DE19857174A1 - Maritime, floating solar collectors of plastics transparent top foil and back-up foil, sandwiching photovoltaic material coated support foil - Google Patents

Abstract

The foils are water-tightly welded or glued. Intermediate spaces remain between the individual foils, which are inflated, eg. by compressed air thus adding to the buoyancy of the solar collectors on sea water surface and damping the impact in case of collision with ships. A liquid lighter than water, eg. alcohol, may be used for filling the space between the support and top foil, with the filled space forming an optical collector lens for focussing the solar radiation onto the photovoltaic layer.

Description

Floating solar collectors were probably first described in patent application DE 39 19 125 A1. Here it was assumed that a z. B. with polycrystalline silicon photoactively coated thin carrier film is welded. Thanks to the low density of polyethylene of about 0.92 g / cm ^3, such a solar collector floats on the surface of sea water. When using polyethylene as a sheath insulation for underwater cables, their manufacturers have guaranteed a service life of 30 years.
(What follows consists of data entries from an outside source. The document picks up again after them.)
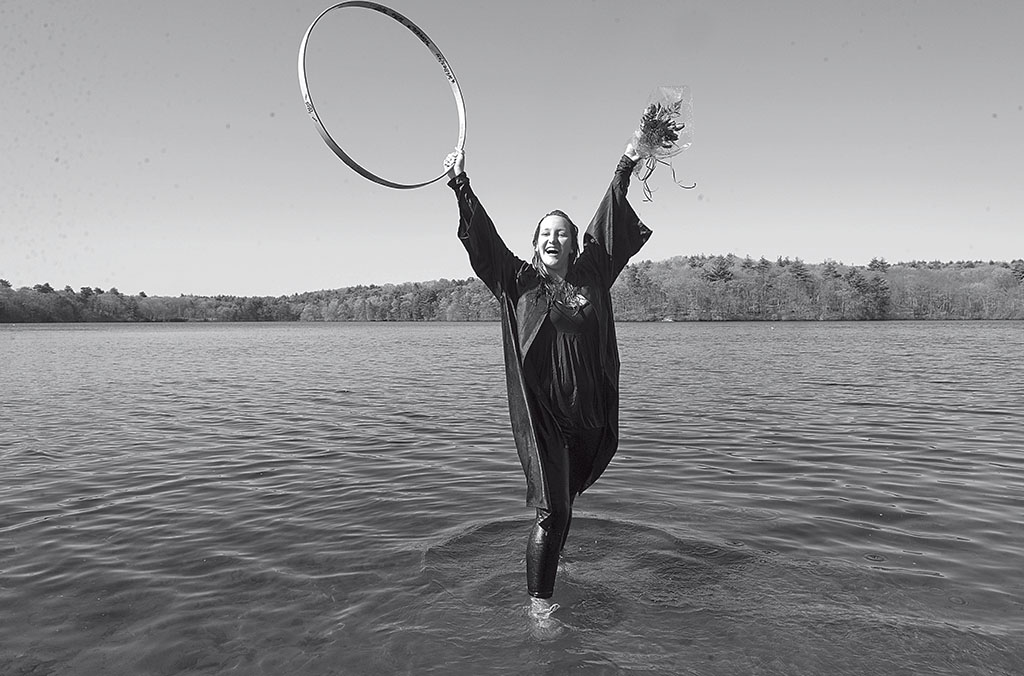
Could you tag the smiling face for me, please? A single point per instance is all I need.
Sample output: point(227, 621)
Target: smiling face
point(554, 244)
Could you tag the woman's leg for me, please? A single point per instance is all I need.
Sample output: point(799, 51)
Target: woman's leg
point(550, 529)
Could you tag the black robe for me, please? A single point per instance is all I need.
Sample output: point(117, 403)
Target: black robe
point(614, 235)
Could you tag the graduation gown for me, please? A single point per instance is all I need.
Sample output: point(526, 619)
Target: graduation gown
point(614, 235)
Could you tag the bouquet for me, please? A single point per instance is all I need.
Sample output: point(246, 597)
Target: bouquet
point(665, 131)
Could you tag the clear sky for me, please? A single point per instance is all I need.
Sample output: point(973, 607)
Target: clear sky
point(164, 146)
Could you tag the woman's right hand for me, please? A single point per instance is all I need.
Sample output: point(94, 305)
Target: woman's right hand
point(455, 163)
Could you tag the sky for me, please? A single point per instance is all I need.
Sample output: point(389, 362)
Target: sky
point(165, 148)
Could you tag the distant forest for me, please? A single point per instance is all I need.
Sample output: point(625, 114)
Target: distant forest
point(682, 289)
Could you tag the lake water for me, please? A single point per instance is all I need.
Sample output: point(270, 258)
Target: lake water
point(346, 499)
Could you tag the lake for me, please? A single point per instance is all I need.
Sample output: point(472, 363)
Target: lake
point(787, 498)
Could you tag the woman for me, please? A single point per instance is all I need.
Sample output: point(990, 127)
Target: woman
point(561, 360)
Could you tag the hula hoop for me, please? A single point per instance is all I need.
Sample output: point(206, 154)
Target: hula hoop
point(415, 30)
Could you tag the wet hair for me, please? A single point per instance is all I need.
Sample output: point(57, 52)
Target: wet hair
point(553, 288)
point(573, 237)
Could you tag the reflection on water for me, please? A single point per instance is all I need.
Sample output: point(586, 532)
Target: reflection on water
point(320, 499)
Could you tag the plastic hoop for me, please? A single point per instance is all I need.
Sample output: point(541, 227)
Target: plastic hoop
point(415, 30)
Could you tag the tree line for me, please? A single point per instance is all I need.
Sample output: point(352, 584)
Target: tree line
point(684, 288)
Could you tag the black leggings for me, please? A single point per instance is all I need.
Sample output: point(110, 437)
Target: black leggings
point(565, 473)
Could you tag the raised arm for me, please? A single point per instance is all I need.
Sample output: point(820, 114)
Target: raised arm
point(615, 233)
point(492, 260)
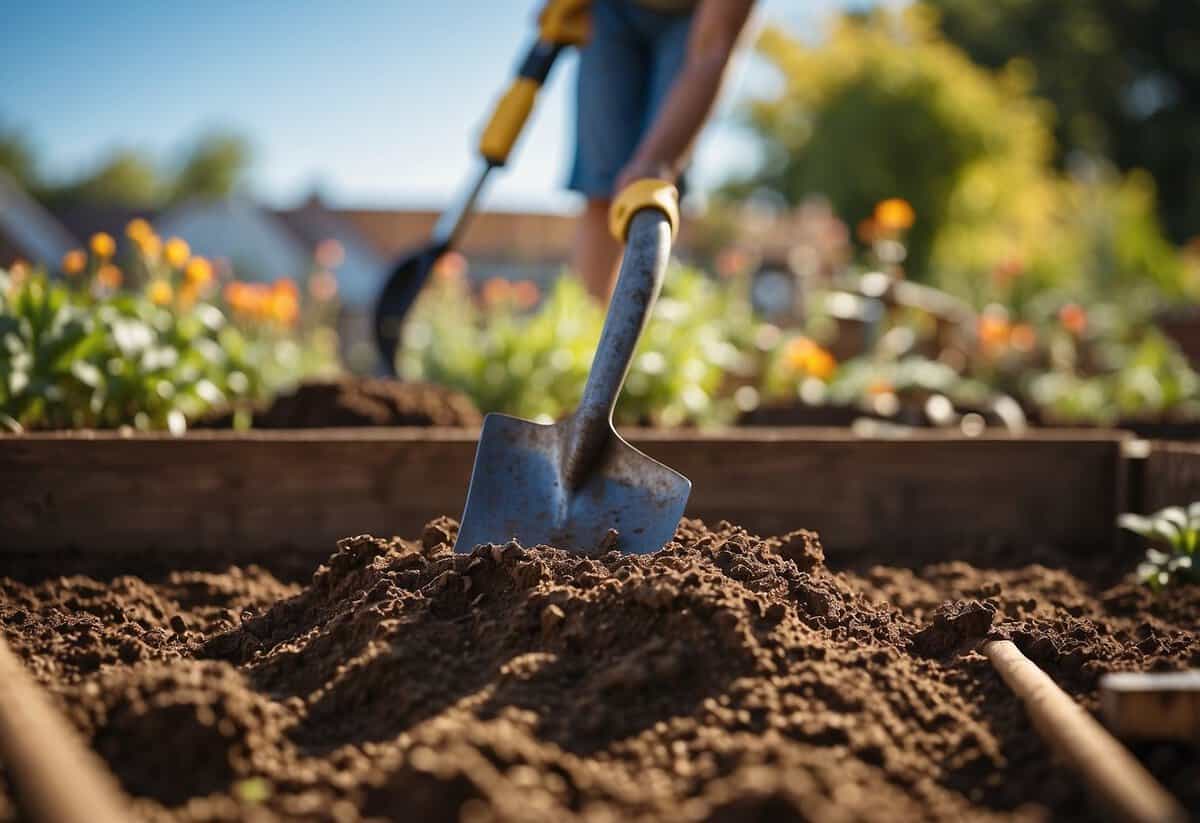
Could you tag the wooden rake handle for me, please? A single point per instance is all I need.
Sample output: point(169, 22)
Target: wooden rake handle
point(57, 779)
point(1104, 764)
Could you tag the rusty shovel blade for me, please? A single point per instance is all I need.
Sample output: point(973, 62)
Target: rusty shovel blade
point(576, 484)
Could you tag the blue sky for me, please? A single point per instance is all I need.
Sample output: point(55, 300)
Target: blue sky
point(376, 102)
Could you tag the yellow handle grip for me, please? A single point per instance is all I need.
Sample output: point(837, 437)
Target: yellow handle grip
point(648, 193)
point(508, 119)
point(565, 22)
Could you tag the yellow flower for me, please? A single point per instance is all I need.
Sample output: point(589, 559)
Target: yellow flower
point(73, 262)
point(137, 229)
point(161, 293)
point(894, 215)
point(198, 271)
point(803, 355)
point(109, 276)
point(177, 252)
point(102, 245)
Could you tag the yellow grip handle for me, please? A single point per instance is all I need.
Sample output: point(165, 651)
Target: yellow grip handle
point(648, 193)
point(508, 119)
point(565, 22)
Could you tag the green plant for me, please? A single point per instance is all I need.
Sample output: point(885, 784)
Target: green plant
point(1174, 534)
point(534, 365)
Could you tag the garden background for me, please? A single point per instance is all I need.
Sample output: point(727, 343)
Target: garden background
point(909, 215)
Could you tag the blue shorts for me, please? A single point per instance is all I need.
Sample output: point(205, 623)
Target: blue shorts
point(624, 74)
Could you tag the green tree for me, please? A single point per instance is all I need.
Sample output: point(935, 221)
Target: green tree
point(214, 168)
point(886, 108)
point(125, 178)
point(1123, 74)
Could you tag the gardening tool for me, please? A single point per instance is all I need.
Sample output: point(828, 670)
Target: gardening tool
point(562, 23)
point(1117, 779)
point(576, 484)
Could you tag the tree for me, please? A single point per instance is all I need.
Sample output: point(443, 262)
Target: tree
point(126, 179)
point(1123, 74)
point(214, 168)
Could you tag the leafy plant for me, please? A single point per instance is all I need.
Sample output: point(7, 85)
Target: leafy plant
point(1174, 534)
point(145, 346)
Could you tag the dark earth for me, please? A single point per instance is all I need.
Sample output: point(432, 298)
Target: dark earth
point(359, 401)
point(725, 678)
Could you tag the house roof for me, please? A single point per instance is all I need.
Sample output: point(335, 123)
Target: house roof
point(27, 229)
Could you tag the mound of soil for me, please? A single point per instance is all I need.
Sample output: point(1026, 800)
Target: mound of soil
point(724, 678)
point(355, 401)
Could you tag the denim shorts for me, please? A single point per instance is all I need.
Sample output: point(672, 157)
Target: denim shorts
point(624, 74)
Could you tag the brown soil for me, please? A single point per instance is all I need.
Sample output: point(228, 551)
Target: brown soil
point(361, 402)
point(724, 678)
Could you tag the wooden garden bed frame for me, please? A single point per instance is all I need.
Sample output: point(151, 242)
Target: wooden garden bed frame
point(300, 491)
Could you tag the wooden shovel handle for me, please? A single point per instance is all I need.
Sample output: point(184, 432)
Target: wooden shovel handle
point(57, 779)
point(1104, 764)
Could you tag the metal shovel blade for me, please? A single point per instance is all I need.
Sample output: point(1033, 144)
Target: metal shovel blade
point(517, 492)
point(576, 484)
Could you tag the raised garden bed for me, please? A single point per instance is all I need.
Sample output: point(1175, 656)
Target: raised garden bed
point(726, 678)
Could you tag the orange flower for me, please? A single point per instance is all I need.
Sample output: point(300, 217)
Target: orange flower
point(1023, 337)
point(731, 262)
point(450, 268)
point(894, 215)
point(803, 355)
point(177, 252)
point(138, 228)
point(994, 331)
point(109, 276)
point(102, 245)
point(75, 262)
point(526, 294)
point(283, 302)
point(1073, 318)
point(496, 290)
point(198, 271)
point(1008, 270)
point(161, 293)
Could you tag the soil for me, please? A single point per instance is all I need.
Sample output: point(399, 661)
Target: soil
point(725, 678)
point(357, 401)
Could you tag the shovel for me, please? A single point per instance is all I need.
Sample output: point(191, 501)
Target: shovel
point(562, 23)
point(576, 484)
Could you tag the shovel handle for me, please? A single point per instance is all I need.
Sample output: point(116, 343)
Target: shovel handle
point(648, 216)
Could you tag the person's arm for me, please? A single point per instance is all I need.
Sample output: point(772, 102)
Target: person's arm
point(714, 32)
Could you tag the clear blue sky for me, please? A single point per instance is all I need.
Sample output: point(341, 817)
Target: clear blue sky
point(375, 101)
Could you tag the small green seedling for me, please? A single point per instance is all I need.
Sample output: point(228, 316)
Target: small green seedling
point(1174, 534)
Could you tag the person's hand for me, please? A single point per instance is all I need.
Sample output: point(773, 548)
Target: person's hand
point(640, 169)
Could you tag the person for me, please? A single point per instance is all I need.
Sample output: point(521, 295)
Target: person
point(647, 82)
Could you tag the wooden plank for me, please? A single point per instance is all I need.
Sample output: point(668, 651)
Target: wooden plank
point(1173, 475)
point(303, 490)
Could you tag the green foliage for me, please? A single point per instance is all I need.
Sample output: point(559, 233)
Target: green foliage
point(535, 365)
point(213, 169)
point(1122, 74)
point(886, 108)
point(1174, 534)
point(75, 360)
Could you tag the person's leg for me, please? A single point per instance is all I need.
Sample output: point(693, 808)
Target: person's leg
point(612, 86)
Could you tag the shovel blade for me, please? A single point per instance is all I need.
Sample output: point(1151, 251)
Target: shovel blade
point(517, 493)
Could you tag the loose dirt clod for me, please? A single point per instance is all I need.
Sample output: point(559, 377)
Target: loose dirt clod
point(724, 678)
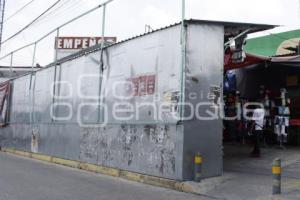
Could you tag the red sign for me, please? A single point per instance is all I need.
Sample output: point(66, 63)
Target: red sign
point(80, 42)
point(143, 85)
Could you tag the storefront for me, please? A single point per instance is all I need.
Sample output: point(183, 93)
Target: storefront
point(271, 81)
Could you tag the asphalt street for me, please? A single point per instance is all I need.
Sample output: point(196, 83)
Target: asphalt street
point(27, 179)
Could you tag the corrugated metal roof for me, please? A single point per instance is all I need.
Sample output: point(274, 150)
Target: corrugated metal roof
point(229, 26)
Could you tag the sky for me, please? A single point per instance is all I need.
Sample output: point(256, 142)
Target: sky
point(127, 18)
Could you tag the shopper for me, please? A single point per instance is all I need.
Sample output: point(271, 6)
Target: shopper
point(257, 129)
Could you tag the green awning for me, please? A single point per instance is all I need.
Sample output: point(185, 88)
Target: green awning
point(274, 44)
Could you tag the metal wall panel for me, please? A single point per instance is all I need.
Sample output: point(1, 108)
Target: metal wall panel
point(147, 145)
point(204, 74)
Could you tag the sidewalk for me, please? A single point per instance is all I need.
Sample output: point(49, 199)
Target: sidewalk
point(248, 178)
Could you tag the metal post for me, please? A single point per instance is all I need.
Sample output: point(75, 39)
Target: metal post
point(57, 35)
point(33, 57)
point(183, 60)
point(276, 171)
point(11, 64)
point(101, 63)
point(55, 77)
point(197, 167)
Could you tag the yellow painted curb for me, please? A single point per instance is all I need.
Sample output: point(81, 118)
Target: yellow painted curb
point(41, 157)
point(68, 163)
point(99, 169)
point(23, 153)
point(132, 176)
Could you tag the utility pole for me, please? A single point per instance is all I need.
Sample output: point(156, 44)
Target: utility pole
point(2, 10)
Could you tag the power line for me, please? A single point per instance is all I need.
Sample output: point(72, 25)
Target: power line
point(32, 22)
point(18, 11)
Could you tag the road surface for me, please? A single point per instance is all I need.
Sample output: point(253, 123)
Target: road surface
point(27, 179)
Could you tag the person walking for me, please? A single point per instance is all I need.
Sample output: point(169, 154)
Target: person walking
point(257, 128)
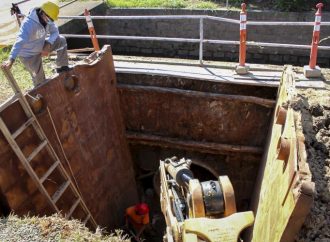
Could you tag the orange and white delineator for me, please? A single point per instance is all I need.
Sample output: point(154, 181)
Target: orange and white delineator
point(242, 46)
point(92, 30)
point(316, 36)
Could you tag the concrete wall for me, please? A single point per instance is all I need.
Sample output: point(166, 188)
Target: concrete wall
point(213, 30)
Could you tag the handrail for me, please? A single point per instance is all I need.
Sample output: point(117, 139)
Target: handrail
point(176, 17)
point(242, 22)
point(210, 41)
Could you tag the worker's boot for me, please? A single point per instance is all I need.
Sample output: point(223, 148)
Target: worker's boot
point(63, 69)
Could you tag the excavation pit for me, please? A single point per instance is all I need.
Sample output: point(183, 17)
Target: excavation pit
point(115, 127)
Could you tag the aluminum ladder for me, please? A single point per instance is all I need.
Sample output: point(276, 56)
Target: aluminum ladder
point(44, 144)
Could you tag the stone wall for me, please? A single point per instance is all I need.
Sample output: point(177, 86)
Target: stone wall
point(213, 30)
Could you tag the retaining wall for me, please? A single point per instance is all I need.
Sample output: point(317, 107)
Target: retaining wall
point(212, 30)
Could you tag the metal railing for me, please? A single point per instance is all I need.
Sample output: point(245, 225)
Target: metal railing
point(201, 39)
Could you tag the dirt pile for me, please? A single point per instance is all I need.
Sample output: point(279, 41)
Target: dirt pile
point(53, 228)
point(314, 106)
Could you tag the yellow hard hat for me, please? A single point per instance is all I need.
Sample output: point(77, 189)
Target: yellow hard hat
point(51, 9)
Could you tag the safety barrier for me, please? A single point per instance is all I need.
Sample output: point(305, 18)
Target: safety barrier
point(243, 33)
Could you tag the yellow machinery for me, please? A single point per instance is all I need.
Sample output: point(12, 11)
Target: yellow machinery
point(198, 211)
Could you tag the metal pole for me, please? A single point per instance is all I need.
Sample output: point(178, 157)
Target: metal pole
point(201, 38)
point(316, 37)
point(92, 30)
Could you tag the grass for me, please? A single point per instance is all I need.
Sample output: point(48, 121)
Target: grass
point(21, 75)
point(191, 4)
point(53, 228)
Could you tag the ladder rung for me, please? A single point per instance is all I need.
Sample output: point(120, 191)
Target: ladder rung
point(22, 128)
point(50, 170)
point(60, 191)
point(87, 218)
point(37, 150)
point(9, 101)
point(74, 206)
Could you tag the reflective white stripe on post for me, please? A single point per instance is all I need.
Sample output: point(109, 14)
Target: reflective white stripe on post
point(89, 22)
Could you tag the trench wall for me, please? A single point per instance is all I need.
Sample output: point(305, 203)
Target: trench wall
point(284, 190)
point(212, 30)
point(164, 117)
point(90, 127)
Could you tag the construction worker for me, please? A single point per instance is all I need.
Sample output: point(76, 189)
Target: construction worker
point(32, 42)
point(137, 218)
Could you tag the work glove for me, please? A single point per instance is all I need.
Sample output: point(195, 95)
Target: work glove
point(46, 49)
point(7, 64)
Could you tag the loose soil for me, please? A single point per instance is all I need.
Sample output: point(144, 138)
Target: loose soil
point(314, 106)
point(53, 228)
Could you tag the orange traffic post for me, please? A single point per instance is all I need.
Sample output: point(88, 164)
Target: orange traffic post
point(92, 30)
point(312, 70)
point(242, 68)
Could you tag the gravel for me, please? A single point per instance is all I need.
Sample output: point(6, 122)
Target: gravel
point(314, 106)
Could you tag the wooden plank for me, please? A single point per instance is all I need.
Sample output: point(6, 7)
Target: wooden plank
point(25, 163)
point(50, 170)
point(37, 150)
point(22, 128)
point(86, 219)
point(198, 94)
point(60, 191)
point(214, 148)
point(74, 206)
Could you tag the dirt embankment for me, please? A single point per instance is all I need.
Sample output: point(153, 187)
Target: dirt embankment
point(314, 106)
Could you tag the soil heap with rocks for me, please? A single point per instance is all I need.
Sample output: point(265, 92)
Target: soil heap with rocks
point(314, 106)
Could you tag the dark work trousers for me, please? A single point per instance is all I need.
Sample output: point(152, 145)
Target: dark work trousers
point(34, 63)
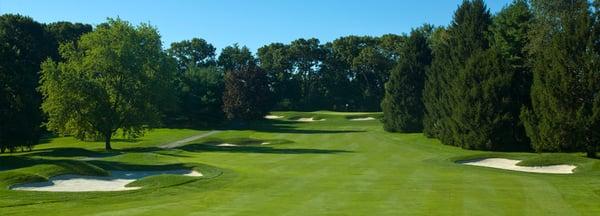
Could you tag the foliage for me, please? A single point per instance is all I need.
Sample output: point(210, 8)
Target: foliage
point(114, 78)
point(23, 46)
point(403, 105)
point(453, 47)
point(565, 112)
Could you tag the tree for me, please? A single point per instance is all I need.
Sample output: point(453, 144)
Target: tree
point(452, 48)
point(235, 58)
point(202, 93)
point(192, 53)
point(23, 46)
point(64, 32)
point(565, 114)
point(403, 105)
point(487, 110)
point(246, 95)
point(199, 83)
point(113, 78)
point(307, 57)
point(276, 60)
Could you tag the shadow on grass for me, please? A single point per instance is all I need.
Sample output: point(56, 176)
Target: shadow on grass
point(209, 147)
point(279, 126)
point(70, 152)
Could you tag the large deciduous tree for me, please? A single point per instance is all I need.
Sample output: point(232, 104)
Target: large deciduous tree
point(114, 78)
point(246, 94)
point(565, 112)
point(23, 46)
point(64, 32)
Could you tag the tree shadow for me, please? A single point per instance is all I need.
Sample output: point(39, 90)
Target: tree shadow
point(279, 126)
point(70, 152)
point(210, 147)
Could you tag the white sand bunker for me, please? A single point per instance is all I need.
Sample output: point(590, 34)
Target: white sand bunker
point(227, 145)
point(508, 164)
point(363, 119)
point(311, 119)
point(115, 182)
point(273, 117)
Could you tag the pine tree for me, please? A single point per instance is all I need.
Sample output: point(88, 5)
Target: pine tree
point(402, 105)
point(486, 113)
point(246, 95)
point(565, 95)
point(466, 35)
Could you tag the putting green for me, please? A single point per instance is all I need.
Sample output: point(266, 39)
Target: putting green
point(332, 167)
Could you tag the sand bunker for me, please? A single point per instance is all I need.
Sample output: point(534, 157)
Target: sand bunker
point(363, 119)
point(508, 164)
point(311, 119)
point(227, 145)
point(273, 117)
point(115, 182)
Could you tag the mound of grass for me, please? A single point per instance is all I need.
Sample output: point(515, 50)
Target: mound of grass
point(44, 169)
point(245, 141)
point(356, 116)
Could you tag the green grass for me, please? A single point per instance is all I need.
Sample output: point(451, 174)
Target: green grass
point(331, 167)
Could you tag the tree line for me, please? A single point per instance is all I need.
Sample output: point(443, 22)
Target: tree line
point(527, 77)
point(524, 78)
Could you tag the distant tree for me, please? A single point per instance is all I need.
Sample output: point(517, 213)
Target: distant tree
point(113, 78)
point(565, 113)
point(201, 95)
point(246, 95)
point(236, 58)
point(307, 57)
point(371, 69)
point(199, 84)
point(64, 32)
point(452, 48)
point(402, 105)
point(23, 46)
point(192, 53)
point(486, 111)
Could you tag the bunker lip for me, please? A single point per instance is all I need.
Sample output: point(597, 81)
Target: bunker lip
point(311, 119)
point(117, 181)
point(273, 117)
point(509, 164)
point(362, 119)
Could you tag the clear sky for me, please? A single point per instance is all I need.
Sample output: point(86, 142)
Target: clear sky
point(251, 23)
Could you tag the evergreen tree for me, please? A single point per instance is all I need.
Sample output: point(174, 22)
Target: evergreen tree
point(246, 95)
point(402, 105)
point(486, 112)
point(466, 35)
point(115, 78)
point(565, 95)
point(24, 44)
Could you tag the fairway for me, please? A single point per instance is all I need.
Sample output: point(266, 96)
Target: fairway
point(286, 167)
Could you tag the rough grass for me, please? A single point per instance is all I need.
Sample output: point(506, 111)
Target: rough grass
point(333, 167)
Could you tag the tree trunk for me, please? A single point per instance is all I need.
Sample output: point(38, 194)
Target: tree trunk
point(107, 142)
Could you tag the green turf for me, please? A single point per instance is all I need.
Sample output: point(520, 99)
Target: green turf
point(331, 167)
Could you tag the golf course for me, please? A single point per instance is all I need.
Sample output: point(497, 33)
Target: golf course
point(285, 167)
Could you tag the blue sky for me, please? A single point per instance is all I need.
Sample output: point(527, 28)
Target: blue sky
point(251, 23)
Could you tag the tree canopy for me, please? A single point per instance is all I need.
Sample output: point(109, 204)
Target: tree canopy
point(112, 79)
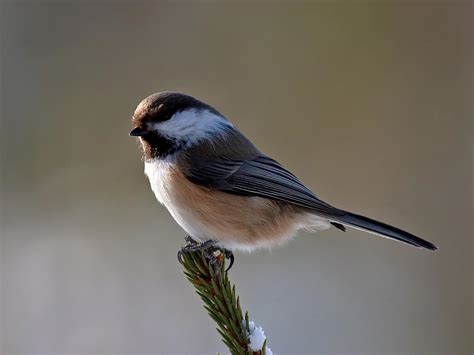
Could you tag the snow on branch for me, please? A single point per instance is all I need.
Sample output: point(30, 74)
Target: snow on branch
point(221, 302)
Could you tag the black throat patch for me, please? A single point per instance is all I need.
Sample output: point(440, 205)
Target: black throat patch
point(156, 145)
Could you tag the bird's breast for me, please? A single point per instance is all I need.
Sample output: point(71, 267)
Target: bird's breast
point(237, 221)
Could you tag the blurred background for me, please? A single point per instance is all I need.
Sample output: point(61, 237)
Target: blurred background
point(369, 104)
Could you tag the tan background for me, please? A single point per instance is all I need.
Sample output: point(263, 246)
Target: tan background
point(371, 105)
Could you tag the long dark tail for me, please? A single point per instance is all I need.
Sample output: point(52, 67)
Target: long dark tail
point(375, 227)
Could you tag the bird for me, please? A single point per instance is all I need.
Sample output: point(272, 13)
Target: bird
point(222, 190)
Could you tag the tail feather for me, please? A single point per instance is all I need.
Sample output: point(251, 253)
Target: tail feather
point(379, 228)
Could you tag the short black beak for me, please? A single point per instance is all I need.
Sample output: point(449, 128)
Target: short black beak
point(137, 132)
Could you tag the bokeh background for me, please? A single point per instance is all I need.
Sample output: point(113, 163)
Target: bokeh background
point(370, 104)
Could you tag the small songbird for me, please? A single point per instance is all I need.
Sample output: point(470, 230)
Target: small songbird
point(222, 190)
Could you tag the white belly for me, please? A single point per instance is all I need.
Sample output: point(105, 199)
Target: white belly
point(159, 174)
point(238, 222)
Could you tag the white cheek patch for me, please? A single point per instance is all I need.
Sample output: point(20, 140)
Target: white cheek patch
point(193, 125)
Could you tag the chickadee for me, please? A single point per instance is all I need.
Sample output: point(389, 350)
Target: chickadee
point(219, 187)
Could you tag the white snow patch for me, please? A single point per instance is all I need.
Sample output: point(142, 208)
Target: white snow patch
point(257, 338)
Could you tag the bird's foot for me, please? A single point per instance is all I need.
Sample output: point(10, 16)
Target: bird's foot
point(212, 252)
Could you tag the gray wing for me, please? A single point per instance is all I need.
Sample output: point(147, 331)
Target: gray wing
point(260, 176)
point(264, 177)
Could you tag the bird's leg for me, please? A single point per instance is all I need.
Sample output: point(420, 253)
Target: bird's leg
point(209, 248)
point(192, 245)
point(214, 258)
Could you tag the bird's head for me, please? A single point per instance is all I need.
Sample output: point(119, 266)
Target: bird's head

Previous doubts as to whether maritime solar technology enables energy costs as low as today's nuclear power plants have now been cleared up. For an estimate, it is assumed that the current government will shut down all previous nuclear power plants within 20 years at the latest. Alternative energy generation systems have to be installed to generate around 150 billion kWh per year, which has so far been produced by NPPs. Here come maritime solar pontoons with location z. B. on the northern edge of the Mediterranean z. B. in front of Genoa, where the sun is about 2,000 kWh / m ² per year, in the shortlist. If we initially only assume a system efficiency of 5% for such a maritime solar pontoon, an annual electrical energy of 100 kWh / m ^{2 is obtained} from the solar radiation. A maritime collector area of 1,500 km ^{2 is} required to achieve the same energy generation as the previous German NPPs. This colectorector surface covers both the daily and the nightly electricity needs to be stored and corresponds to a sunshine duration of 1000 W / m ² on average of 5.5 hours a day.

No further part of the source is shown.